Think about distractions in relation to pitching in baseball. A pitcher gets in the game and has a few bad innings. His ERA creeps up a bit; no big deal. Bad outings happen. But what happens if the pitcher goes out again and again with bad outings? The measurable impact via his ERA and games won or lost is easy to track and weigh. But what about those impacts not measured, such as team morale and coaches’ confidence?
 
While we can’t assign a number to morale or coaching confidence, those issues definitely affect the game. Let’s examine these types of distractions as they relate to our IT teams.

Collaboration

An engineer is in a meeting with the marketing group about a new project, when an alert goes off indicating a router is down. What happens? The engineer excuses him/herself from the meeting, leaving the marketing team to wonder if the IT team values them as partners.
 
Is the router important?

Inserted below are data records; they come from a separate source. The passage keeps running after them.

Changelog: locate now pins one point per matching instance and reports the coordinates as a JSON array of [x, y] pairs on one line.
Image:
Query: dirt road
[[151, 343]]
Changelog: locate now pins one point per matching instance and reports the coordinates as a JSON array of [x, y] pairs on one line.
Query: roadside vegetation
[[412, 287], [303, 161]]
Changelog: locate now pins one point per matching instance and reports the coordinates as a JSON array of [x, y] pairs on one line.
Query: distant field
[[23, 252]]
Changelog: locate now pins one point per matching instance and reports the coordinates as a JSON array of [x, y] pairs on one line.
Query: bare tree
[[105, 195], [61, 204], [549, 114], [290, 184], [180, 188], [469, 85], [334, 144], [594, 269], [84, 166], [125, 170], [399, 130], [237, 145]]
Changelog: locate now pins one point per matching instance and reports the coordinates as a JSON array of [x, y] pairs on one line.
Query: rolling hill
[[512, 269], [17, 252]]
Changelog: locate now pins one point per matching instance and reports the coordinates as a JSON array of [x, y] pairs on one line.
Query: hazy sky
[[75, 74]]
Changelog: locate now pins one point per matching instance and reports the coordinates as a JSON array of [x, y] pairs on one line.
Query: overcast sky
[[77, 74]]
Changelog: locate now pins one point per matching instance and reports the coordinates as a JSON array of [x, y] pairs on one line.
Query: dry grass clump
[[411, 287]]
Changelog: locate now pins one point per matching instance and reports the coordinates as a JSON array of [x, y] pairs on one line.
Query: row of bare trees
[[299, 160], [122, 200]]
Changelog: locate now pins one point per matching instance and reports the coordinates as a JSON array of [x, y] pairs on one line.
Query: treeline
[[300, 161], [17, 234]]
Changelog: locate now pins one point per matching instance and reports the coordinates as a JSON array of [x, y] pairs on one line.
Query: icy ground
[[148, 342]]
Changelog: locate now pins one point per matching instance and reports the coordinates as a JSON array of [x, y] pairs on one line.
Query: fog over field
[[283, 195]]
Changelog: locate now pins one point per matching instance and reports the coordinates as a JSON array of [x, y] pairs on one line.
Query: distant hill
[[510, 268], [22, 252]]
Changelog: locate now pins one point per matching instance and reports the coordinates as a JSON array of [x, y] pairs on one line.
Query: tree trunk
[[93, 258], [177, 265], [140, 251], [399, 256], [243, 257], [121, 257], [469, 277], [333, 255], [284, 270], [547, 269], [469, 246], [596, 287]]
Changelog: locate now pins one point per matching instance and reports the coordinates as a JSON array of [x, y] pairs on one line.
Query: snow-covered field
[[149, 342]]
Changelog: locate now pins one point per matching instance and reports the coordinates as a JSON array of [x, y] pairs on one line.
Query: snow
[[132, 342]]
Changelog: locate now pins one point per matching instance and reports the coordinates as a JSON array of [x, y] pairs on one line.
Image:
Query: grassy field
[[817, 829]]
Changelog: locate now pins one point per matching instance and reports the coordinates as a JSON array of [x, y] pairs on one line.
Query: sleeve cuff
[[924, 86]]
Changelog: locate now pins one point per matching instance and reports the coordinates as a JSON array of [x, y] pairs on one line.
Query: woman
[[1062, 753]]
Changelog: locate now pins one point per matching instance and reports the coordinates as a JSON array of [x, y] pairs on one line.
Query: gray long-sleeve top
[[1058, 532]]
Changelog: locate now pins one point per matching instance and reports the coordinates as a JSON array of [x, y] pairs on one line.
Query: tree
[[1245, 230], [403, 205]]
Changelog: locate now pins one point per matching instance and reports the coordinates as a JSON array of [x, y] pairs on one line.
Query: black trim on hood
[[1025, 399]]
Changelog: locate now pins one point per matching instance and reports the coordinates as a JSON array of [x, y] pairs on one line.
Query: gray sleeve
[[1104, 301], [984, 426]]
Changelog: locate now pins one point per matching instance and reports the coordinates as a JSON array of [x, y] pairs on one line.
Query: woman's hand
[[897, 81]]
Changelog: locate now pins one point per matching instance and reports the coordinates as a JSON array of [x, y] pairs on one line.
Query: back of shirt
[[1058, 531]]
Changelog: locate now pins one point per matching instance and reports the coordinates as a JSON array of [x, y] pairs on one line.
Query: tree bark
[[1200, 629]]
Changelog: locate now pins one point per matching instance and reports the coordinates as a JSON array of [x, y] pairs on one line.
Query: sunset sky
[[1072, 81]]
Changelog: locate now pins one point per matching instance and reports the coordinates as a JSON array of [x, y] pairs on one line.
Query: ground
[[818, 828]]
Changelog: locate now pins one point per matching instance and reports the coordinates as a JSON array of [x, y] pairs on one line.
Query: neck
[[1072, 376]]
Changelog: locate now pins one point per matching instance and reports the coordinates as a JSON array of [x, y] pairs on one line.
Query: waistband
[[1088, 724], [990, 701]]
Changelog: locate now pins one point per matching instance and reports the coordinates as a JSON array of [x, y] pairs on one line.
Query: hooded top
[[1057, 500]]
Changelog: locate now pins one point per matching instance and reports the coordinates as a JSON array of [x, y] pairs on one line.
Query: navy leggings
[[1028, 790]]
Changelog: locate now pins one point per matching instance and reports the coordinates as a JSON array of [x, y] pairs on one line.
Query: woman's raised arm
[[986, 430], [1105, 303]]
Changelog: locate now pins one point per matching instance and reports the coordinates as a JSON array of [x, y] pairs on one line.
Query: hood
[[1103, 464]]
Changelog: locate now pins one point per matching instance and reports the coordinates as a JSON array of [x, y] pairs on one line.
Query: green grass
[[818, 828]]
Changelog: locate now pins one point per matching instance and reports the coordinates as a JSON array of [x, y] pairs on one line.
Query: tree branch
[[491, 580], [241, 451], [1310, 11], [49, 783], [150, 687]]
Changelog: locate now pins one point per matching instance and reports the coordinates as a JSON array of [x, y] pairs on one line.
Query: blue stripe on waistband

Absolutely; that’s not the issue. The thing not measured here is the unseen impact. Marketing has to get their project completed with or without the help of the internal engineer, so meet with an as-a-service provider. Do you think anything interrupts that conversation? Not a chance. Will marketing come back to IT for their next project?

Retention

Engineers are valuable resources, and valuable resources have options. Engineers want to innovate. Contribute. Drive value. Changing someone’s voicemail password isn’t what that engineer imagined when they went through their education. Distractions that pull an engineer away from the work they truly enjoy will cause those resources to find another environment. There isn’t a company out there that pays enough, nor has the best benefits to make up for work that is dull, mundane, and not fulfilling.

Strategic vs. Tactical

Where in the technology funnel can your team add the most value? At implementation and roll-out or in the early planning and strategy phases? Again, no question that connecting the pipes and getting the backbone in place is important, but where can your team add the most value? It’s in the strategic evaluation of technology, i.e., mapping out how that technology helps your business outpace the competition. But chasing distractions means your team will never get invited to the strategy discussion. They’re too busy to think, design, and plan.
 
Distractions do impact schedule, scope, and budget on projects, but the dark side of distractions are those impacts to collaboration, talent retention, and your ability to get a seat at the strategy table. All of these impacts will ultimately drive your customers into the arms of your competitors and reduce the relevancy IT has to your business.